Zuvor war sie aus dem Bett gestiegen, aber nicht ins Bad, sondern zur offenen Küche gehuscht. Von dort hatte sie sich unbemerkt das Messer geholt und war wieder ans Bett herangetreten. Da Kalle sich in die Decken gewühlt hatte, hatte sie ihn nicht gleich erkannt. Hinzu war ihre Angst gekommen, die ihre Wahrnehmung definitiv vernebelt hatte, als sie ihren Arm gehoben und das Messer in der Hand bereit zum Zustoßen gehalten hatte. Sie musste auflachen, als sie jetzt überlegte, was für ein irrwitziges Bildnis sie doch vor ihrem Freund abgegeben haben musste.

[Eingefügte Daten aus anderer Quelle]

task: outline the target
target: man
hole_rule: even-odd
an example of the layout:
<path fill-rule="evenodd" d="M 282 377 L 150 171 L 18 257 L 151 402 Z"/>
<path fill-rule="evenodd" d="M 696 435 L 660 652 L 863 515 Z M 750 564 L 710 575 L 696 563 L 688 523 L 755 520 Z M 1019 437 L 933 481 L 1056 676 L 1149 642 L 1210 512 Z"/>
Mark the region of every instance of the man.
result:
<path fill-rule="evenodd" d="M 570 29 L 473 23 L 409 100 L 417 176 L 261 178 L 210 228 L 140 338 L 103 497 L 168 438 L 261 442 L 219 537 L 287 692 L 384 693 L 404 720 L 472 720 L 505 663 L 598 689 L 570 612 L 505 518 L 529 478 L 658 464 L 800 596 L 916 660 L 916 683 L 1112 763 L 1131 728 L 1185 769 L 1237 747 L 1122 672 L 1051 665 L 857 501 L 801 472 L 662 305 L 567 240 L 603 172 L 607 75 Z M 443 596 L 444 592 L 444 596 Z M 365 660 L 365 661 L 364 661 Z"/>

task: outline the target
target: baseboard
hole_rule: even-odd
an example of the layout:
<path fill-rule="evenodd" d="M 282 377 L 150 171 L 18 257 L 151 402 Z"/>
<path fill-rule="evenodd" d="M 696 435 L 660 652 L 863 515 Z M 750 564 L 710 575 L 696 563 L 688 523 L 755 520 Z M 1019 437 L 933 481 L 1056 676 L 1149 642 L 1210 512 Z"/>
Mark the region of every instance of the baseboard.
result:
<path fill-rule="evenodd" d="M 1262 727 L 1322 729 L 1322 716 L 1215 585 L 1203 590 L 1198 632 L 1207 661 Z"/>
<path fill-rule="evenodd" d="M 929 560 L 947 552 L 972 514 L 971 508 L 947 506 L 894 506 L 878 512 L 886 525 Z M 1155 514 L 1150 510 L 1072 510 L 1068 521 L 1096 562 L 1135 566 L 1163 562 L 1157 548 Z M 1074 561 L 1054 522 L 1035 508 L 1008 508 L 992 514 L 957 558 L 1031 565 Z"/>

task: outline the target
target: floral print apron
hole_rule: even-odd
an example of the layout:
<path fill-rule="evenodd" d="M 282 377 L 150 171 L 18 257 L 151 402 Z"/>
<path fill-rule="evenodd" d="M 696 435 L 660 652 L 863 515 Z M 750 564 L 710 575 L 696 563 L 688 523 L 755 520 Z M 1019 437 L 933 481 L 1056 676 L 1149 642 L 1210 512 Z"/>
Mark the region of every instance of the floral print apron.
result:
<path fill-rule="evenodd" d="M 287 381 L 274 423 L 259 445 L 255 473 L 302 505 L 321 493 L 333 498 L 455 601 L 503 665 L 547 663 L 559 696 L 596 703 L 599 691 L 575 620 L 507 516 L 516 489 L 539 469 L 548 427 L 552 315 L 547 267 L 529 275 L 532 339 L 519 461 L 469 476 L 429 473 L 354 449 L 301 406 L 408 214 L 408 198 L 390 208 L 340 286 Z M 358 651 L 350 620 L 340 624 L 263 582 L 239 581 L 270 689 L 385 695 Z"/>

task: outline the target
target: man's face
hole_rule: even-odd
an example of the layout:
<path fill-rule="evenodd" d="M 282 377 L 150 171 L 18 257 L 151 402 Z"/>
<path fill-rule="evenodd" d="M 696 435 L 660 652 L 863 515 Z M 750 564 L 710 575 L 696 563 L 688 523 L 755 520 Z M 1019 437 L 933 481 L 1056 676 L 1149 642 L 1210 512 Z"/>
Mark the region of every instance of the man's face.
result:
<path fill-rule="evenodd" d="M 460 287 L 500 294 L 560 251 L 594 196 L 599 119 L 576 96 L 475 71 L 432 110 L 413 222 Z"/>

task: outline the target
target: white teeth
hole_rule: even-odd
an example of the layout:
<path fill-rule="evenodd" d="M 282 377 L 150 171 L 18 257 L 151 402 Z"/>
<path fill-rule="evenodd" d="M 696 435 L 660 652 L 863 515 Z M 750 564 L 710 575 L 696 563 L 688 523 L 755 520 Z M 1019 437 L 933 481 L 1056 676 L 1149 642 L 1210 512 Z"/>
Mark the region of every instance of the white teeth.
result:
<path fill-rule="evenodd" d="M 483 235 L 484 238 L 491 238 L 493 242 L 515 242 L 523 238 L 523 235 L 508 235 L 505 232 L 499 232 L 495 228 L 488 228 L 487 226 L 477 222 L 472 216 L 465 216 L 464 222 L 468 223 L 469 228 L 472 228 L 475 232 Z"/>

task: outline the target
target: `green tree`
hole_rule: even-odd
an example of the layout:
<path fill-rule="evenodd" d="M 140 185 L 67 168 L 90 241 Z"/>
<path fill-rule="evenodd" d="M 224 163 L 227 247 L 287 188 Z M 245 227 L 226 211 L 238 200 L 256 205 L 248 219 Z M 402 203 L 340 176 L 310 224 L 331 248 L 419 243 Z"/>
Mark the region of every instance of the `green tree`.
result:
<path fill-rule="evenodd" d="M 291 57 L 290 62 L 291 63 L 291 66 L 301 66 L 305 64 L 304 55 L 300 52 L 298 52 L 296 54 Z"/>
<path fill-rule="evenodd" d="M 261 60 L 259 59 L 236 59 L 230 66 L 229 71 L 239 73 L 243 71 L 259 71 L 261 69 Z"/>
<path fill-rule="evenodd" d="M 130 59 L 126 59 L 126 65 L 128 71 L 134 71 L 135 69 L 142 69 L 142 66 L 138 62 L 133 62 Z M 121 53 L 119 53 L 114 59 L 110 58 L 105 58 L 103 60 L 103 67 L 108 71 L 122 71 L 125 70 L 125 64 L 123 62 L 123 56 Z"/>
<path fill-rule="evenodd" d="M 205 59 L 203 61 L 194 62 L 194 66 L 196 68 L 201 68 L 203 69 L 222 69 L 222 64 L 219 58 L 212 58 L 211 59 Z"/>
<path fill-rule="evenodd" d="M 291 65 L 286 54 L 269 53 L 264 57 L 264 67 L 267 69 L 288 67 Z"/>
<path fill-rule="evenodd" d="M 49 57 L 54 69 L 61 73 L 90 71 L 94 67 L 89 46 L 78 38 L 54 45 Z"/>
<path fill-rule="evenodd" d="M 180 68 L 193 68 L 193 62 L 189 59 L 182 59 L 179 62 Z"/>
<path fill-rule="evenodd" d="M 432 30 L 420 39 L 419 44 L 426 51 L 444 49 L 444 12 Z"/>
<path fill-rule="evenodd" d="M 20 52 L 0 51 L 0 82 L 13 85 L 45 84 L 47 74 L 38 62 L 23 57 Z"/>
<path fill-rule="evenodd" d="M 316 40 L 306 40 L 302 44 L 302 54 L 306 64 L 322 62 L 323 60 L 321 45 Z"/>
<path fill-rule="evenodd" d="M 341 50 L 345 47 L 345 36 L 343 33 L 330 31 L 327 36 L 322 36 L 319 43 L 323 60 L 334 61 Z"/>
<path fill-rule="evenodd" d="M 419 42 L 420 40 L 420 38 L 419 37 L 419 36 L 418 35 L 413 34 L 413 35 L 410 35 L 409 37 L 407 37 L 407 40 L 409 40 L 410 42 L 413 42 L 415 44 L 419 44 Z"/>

»Was ist so lustig?«, fragte Kalle, der mit seiner linken Hand sein Cabrio steuerte und mit seiner rechten ihr Knie streichelte – irgendwie störte es sie, dass er seine geliebten Autohandschuhe trug, da sie bei diesen Temperaturen nur einen Rock trug und ihr Knie entsprechend frei von Stoff war. Sie waren auf dem Weg zur Scheune in Bollewick. Zuvor waren sie in Röbel bei einem Italiener am Markt gewesen und hatten jeder eine Pizza gegessen. Sie hatten auch überlegt, an den Röbeler Hafen zu gehen, sich dort ein Fischbrötchen auf die Hand zu holen und unter Umständen eine Müritzrundfahrt auf einem Schiff der weißen Flotte zu gönnen, sich dann jedoch für einen Restaurantbesuch entschieden und beschlossen, im Anschluss zur Scheune zu fahren. Es war die größte Feldsteinscheune Deutschlands, und sie kannte sie noch aus der Zeit, als in ihr Kühe Seite an Seite gestanden hatten. Inzwischen beheimatete die Scheune Werkstätten und Geschäfte, die vor allem regionale Produkte und Kunsthandwerk anboten, und das wollte sie sich gern einmal ansehen. Vielleicht fand sie ja auch etwas, womit sie sich selbst beschenken könnte. Mal sehen.

»Ach, ich habe nur an vorhin gedacht und wie lächerlich ich mich vor dir gemacht habe«, antwortete sie jetzt.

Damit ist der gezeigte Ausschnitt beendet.